Federal official tours Janesville company in efforts to create American production of lifesaving isotope

JANESVILLE, Wis. – Deputy Secretary of Energy Mark Menezes was in Janesville Friday, where he toured SHINE Medical Technologies’ progress of a second building under construction.

The building, which would home to up to eight neutron generators that could produce Moly-99, an isotope with lifesaving medical purposes, is scheduled to be completed in the coming months.

“This is the first of a kind,” Menezes said. “This is the only of a kind. It hasn’t been done anywhere else in the United States.”

Menezes is currently touring several facilities throughout the country that hope to produce Moly-99. Ultimately, the department is prepared to issue federal funding to speed the process along.

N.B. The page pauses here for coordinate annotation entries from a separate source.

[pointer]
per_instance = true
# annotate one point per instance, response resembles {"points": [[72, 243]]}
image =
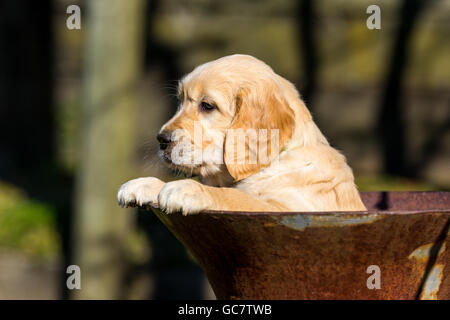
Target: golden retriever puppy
{"points": [[248, 136]]}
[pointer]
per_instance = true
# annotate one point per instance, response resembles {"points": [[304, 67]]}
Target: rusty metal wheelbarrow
{"points": [[404, 237]]}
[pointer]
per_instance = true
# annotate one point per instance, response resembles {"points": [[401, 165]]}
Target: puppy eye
{"points": [[207, 107]]}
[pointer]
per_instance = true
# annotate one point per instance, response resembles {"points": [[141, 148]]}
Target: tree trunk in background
{"points": [[305, 17], [113, 49], [391, 124]]}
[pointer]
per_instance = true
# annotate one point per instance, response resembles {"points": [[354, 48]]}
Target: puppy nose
{"points": [[163, 139]]}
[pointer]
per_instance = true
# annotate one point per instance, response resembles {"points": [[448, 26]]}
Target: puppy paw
{"points": [[139, 192], [187, 196]]}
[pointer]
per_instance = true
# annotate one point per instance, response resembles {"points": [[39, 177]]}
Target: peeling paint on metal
{"points": [[301, 222], [422, 253], [431, 287]]}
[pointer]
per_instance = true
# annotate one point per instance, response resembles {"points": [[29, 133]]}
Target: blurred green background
{"points": [[80, 109]]}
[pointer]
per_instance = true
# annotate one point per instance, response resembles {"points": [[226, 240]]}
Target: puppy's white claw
{"points": [[139, 192], [186, 196]]}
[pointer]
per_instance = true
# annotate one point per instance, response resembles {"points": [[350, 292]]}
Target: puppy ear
{"points": [[262, 125]]}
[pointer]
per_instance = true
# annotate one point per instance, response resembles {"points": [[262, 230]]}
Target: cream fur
{"points": [[307, 174]]}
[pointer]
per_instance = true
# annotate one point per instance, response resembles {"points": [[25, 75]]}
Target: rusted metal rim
{"points": [[325, 255]]}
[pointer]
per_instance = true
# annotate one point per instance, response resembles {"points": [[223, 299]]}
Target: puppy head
{"points": [[232, 119]]}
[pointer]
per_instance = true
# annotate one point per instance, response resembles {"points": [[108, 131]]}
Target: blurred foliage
{"points": [[27, 225], [387, 183]]}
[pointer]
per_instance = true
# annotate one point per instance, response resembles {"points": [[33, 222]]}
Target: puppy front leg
{"points": [[140, 192], [190, 197]]}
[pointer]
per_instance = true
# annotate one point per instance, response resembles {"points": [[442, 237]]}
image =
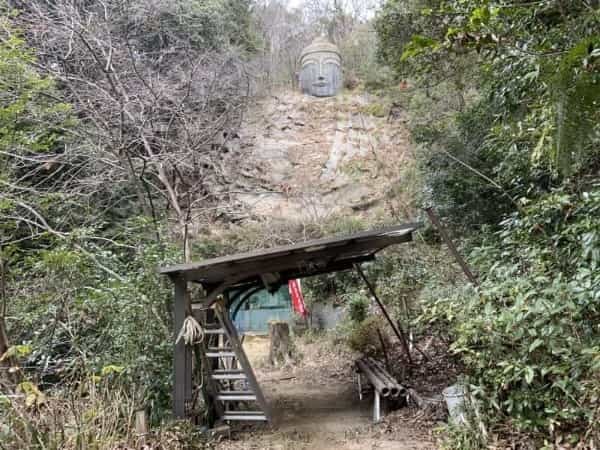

“Since the very beginning, we’ve been partners with the federal government on this,” said SHINE Founder and CEO Greg Piefer. “The government’s role can really be on the front end of (research and development).”

Piefer says SHINE has applied to get the government funding, and that getting it could allow them to move further along in the process of producing the isotope faster than he had originally planned. Currently, he says SHINE hopes to produces Moly-99 by 2022.

Currenltly, Moly-99 is used in 40,000 medical procedures each day, according to National Nuclear Security Administration. However, it’s produced entirely overseas.

“We rely on a lot of products and materials that are made in other countries,” Menezes said. “When you have a global shutdown, it reveals to us the gaps we have in our own supply chains domestically.”